Photos with sensitive metadata never leave your device

It would be ironic to upload your home GPS coordinates to a metadata-stripping service. You don't. The tool reads and rewrites the image entirely in your browser tab.

Frequently asked questions

What is EXIF metadata?

EXIF (Exchangeable Image File Format) is a standard for embedding camera, lens, exposure, and location data inside image files. It was designed for photographers and image-management software, but it now lives inside almost every photo your phone takes — and travels with the file when you share it.

Why should I care about removing it?

GPS coordinates in a photo of your home reveal your address. Camera serial numbers can link multiple photos back to the same device. Timestamps can build a timeline of where you were. Stock-photo abusers strip authorship metadata; privacy-conscious users strip everything else. Either way, knowing what's in your files matters.

Will stripping metadata change the image quality?

No, if the format supports it. JPEG re-encoding uses quality 95+ which is visually lossless on inspection — most people can't tell the difference. PNG re-encoding is fully lossless. The only metric that changes is file size, which usually drops slightly because the metadata segments are gone.

What about social-media platforms — don't they strip metadata anyway?

Most do, but inconsistently. Instagram, Facebook, and Twitter strip EXIF on upload (mostly for privacy reasons). But forums, blogs, comment sections, file-sharing services, email attachments, and direct cloud links typically preserve metadata.
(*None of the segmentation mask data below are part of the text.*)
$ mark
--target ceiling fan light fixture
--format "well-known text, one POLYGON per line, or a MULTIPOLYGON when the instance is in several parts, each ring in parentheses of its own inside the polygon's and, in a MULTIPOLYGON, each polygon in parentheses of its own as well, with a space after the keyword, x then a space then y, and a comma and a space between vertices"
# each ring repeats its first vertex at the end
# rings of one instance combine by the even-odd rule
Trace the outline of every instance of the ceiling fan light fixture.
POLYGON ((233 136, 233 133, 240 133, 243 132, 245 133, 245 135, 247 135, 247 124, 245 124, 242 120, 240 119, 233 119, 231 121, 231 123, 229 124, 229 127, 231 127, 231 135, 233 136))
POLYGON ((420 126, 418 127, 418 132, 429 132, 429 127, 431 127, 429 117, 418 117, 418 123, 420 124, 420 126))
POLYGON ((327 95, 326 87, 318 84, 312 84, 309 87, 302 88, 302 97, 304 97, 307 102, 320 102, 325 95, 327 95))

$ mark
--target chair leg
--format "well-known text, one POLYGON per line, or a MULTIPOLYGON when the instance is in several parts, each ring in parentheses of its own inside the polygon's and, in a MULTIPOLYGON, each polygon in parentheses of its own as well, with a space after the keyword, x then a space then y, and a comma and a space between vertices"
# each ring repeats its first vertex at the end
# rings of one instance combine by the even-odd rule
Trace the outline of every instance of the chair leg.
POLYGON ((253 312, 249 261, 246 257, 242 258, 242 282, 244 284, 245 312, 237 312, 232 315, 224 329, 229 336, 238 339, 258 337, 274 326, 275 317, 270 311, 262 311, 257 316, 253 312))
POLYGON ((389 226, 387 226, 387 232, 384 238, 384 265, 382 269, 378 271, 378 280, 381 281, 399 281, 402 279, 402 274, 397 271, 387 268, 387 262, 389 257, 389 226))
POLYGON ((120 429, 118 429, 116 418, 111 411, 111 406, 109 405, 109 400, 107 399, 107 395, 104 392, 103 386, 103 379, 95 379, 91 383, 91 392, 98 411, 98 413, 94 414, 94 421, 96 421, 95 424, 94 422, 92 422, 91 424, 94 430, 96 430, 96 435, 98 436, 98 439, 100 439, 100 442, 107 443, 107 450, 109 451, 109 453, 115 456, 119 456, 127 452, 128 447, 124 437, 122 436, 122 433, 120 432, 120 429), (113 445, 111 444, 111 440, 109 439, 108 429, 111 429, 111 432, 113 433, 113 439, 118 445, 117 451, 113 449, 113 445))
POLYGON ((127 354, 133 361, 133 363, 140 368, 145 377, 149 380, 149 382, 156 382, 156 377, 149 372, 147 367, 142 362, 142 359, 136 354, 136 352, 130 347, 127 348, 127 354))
If you're uploading anywhere outside the big social platforms, strip it yourself.

Can I remove metadata in bulk?

Yes — the Batch Image Processor handles multiple files at once. Drop a folder, enable 'Strip metadata', and process the whole batch. Great for cleaning up a library of phone photos before posting an album.

Is the photo uploaded to a server?

No. The viewer reads metadata locally with exifr.js; the stripper re-encodes locally with the canvas API. The file never leaves your device — and we have no way to log what's in your photos because we never receive them.